How to configure your web application to correctly deal with character set/encoding issues
My interest in character set/encoding issues started way back in college when I maintained the school newspaper website. I noticed that sometimes when I cut-and-pasted text into the wysiwig that I was using that it would show up as garbage or question marks.
Let me tell you...if you've never had the pleasure of troubleshooting such issues, consider yourself lucky. There's nothing like trying to fix, much less define, a problem that you can't even see. That's why it's taken me years of scouring the internet to finally get to the point where I feel like I have my mind wrapped around the whole issue.
So below i'll attempt to lay out everything i've learned as concisely as possible. I'll talk specifically about PHP/MySQL, but much of the information applies to any platform.
Background
I'll just link to the best places i've found to read up on the background. Read these first if you want to understand whats going on:
The Details
In order to get your website working harmoniously with one character set, you first have to pick one. I picked ISO-8859-1 (sometimes referred to as latin1). It's the most popular English (Latin) language set, though it doesn't display many foreign characters.

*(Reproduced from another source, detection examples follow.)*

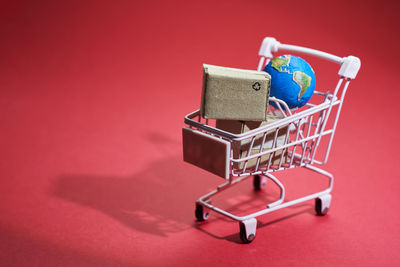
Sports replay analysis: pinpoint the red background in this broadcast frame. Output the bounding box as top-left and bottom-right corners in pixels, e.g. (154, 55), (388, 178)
(0, 1), (400, 266)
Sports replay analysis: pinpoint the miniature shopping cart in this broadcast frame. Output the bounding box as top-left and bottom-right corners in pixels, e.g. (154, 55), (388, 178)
(183, 37), (361, 243)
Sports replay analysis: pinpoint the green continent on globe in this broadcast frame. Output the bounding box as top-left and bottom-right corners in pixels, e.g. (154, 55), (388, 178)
(271, 56), (290, 72)
(293, 71), (311, 101)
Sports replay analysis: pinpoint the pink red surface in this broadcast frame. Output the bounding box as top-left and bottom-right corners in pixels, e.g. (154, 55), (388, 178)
(0, 1), (400, 266)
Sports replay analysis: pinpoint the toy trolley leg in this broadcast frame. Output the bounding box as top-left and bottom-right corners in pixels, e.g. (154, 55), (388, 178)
(185, 37), (361, 243)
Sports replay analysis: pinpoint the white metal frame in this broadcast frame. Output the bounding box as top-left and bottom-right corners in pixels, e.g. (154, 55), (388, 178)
(185, 37), (361, 242)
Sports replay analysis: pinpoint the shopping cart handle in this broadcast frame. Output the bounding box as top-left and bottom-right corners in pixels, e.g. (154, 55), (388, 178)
(258, 37), (361, 79)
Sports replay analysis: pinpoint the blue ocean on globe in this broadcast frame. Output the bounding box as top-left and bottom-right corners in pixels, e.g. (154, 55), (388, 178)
(264, 55), (315, 109)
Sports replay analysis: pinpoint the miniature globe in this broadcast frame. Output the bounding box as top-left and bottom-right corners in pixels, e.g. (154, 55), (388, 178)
(264, 55), (315, 109)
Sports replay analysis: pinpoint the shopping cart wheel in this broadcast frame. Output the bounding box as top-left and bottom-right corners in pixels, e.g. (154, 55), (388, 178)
(253, 175), (267, 191)
(239, 218), (257, 244)
(315, 194), (332, 216)
(195, 203), (210, 222)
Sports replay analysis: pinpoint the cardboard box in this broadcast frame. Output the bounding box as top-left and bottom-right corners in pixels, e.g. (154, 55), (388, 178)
(200, 64), (271, 121)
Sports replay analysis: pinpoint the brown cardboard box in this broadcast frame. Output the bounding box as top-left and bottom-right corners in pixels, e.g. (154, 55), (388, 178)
(200, 64), (271, 121)
(216, 115), (288, 169)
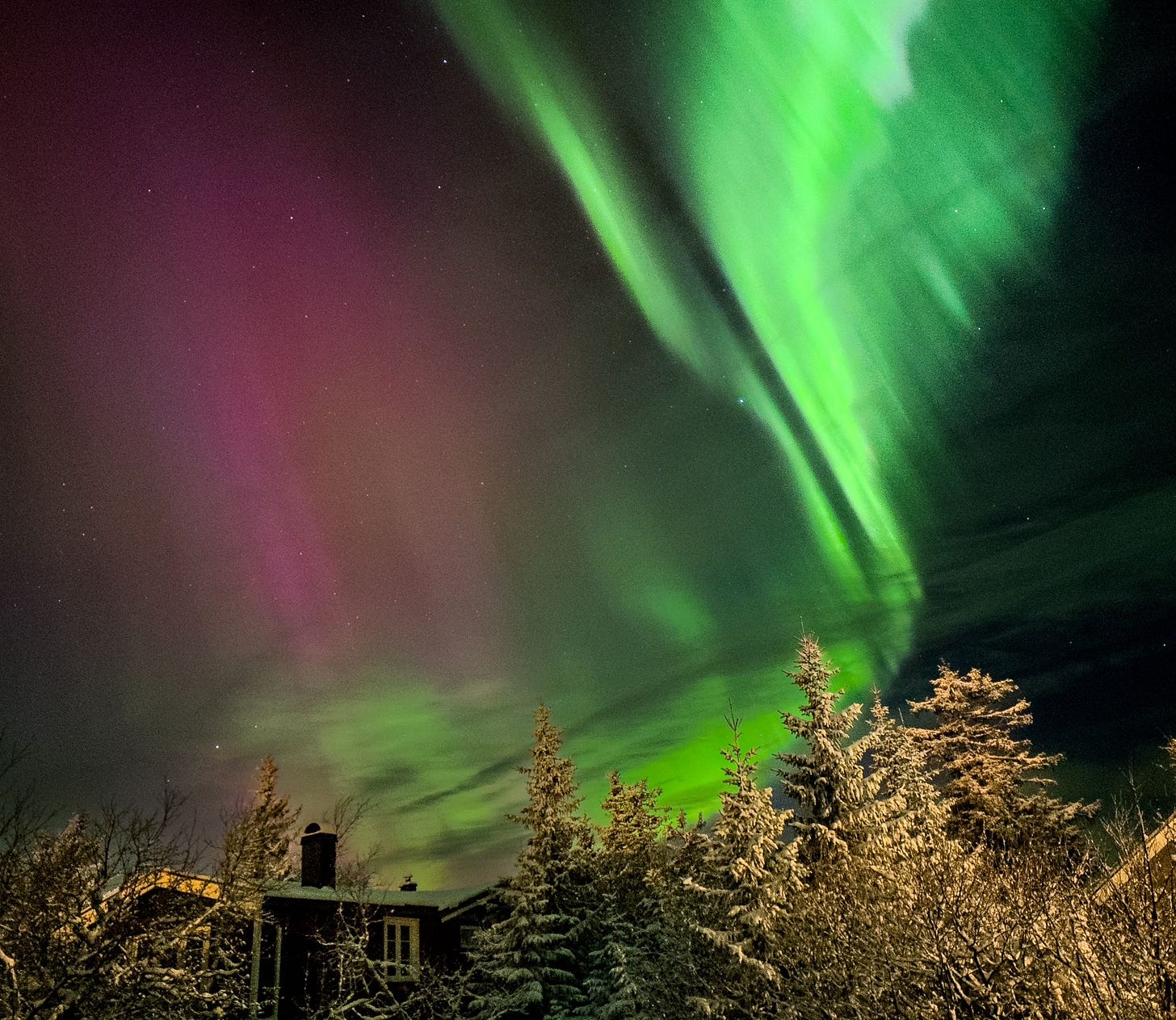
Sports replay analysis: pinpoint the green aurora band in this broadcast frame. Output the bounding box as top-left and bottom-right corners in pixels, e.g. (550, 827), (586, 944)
(438, 0), (1099, 690)
(253, 0), (1098, 884)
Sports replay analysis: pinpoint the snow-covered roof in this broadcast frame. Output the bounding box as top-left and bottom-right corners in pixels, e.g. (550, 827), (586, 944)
(266, 883), (494, 911)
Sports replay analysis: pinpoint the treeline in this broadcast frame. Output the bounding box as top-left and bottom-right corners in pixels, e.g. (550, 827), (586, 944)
(0, 753), (296, 1020)
(0, 636), (1176, 1020)
(458, 636), (1176, 1020)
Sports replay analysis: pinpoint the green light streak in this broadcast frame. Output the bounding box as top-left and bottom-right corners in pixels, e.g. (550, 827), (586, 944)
(438, 0), (1098, 686)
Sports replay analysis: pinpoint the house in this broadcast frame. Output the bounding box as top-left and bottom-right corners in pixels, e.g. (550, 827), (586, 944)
(1095, 813), (1176, 904)
(250, 824), (494, 1020)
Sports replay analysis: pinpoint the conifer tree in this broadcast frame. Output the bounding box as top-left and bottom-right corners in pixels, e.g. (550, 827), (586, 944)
(586, 772), (691, 1020)
(869, 688), (947, 848)
(472, 703), (591, 1020)
(909, 662), (1097, 847)
(688, 720), (802, 1020)
(776, 634), (877, 863)
(220, 754), (299, 899)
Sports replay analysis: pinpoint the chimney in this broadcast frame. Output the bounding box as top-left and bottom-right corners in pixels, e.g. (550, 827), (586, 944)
(301, 821), (338, 888)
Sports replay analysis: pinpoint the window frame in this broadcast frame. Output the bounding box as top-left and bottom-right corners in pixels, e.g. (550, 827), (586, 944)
(380, 914), (421, 982)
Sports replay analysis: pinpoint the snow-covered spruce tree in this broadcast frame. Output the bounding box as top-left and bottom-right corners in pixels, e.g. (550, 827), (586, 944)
(869, 688), (947, 853)
(217, 754), (299, 899)
(0, 796), (246, 1020)
(585, 772), (693, 1020)
(776, 634), (877, 865)
(909, 662), (1097, 848)
(687, 719), (803, 1020)
(472, 705), (593, 1020)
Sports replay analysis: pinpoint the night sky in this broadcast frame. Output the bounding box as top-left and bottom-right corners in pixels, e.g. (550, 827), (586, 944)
(0, 0), (1176, 886)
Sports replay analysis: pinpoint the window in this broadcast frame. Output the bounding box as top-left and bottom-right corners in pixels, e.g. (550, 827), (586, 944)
(384, 917), (421, 981)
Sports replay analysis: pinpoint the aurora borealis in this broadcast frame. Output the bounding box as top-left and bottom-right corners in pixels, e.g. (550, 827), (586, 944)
(0, 0), (1176, 884)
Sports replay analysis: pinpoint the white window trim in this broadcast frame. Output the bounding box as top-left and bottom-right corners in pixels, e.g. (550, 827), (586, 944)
(381, 915), (421, 981)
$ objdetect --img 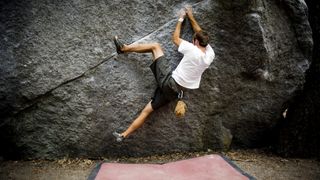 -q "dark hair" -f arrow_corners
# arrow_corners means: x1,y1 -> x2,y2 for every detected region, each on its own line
193,31 -> 209,47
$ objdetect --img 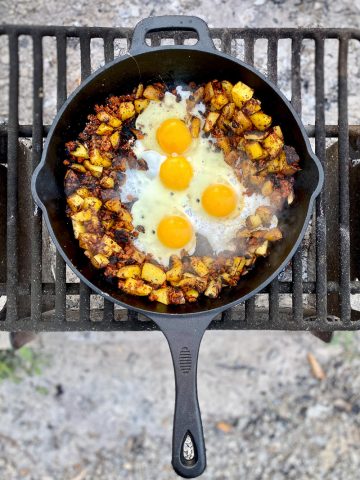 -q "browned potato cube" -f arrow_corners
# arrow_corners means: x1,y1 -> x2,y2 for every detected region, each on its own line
100,177 -> 115,188
96,123 -> 113,135
231,82 -> 254,108
246,215 -> 261,229
141,262 -> 166,285
245,140 -> 264,160
143,85 -> 164,101
190,257 -> 209,277
119,278 -> 152,297
83,197 -> 102,212
204,112 -> 220,132
116,265 -> 141,278
262,133 -> 286,158
261,180 -> 273,197
204,278 -> 221,298
134,98 -> 150,113
149,287 -> 170,305
90,253 -> 109,268
242,98 -> 261,115
211,93 -> 229,110
119,102 -> 135,121
84,160 -> 104,178
190,117 -> 201,138
66,193 -> 84,212
71,218 -> 85,239
105,197 -> 122,213
250,111 -> 272,130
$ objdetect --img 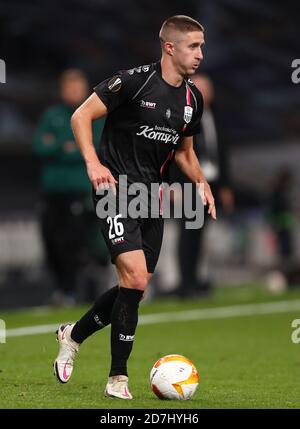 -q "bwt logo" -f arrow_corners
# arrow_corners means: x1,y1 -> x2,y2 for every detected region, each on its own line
0,319 -> 6,344
0,59 -> 6,83
291,58 -> 300,83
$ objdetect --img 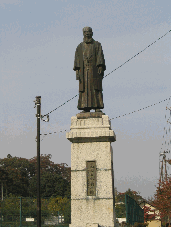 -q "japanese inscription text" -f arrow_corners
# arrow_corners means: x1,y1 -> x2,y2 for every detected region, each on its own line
87,161 -> 96,196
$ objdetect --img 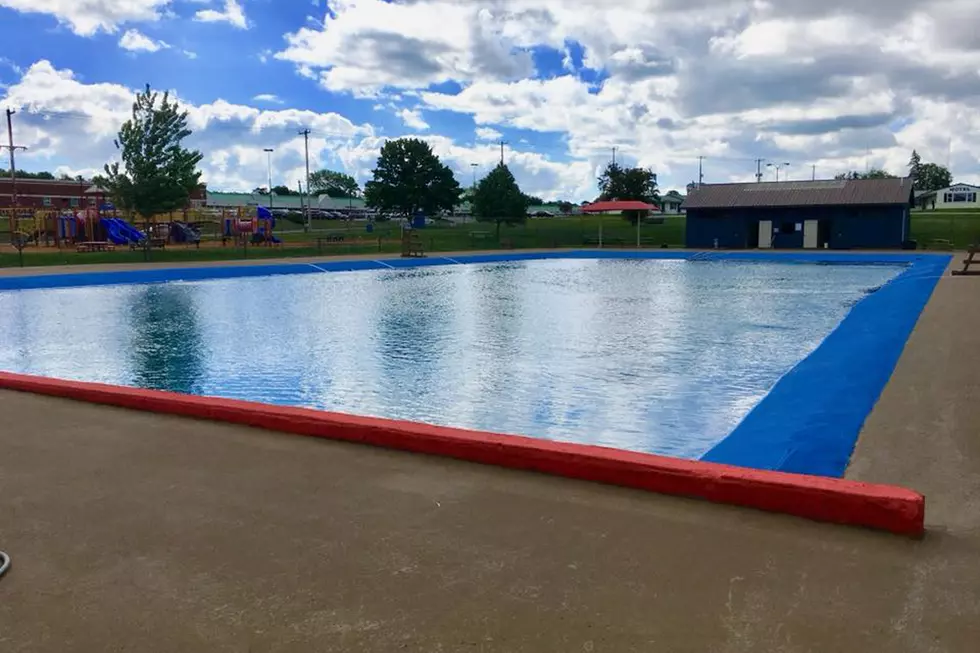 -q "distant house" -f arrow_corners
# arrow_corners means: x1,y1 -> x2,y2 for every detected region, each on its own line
0,177 -> 207,211
915,184 -> 980,210
660,190 -> 684,215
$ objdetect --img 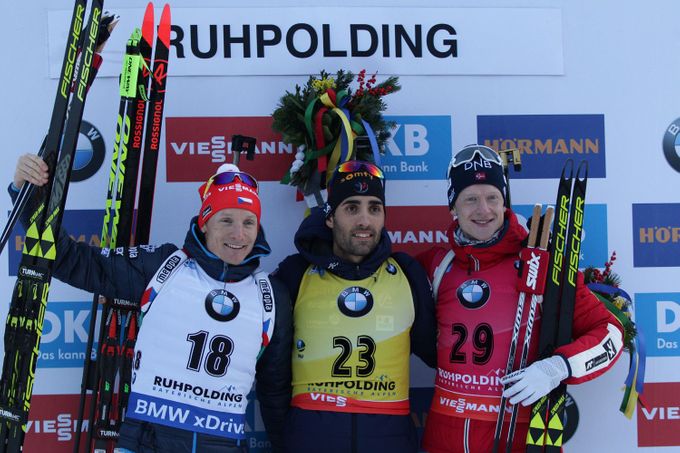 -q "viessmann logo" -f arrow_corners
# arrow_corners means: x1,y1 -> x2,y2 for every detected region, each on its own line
637,382 -> 680,447
633,203 -> 680,267
165,116 -> 296,182
477,115 -> 606,179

Unfortunately, despite the fact that Unicode is the end-and-be-all PHP is really horrible at dealing with Unicode (specifically multi-byte strings). Since I've got enough to worry about without having to also check every function i'm using for multi-byte compatibility, ISO-8859-1 is right for me, for now. I hear PHP6 will fully support mb strings.
In order to get your web application working correctly with one character set, there are basically three parts you must take care of:
- The database
- The web server
- The web page itself
Database config
In a perfect world, you would compile your database to default to your preferred character set. I won't cover that here.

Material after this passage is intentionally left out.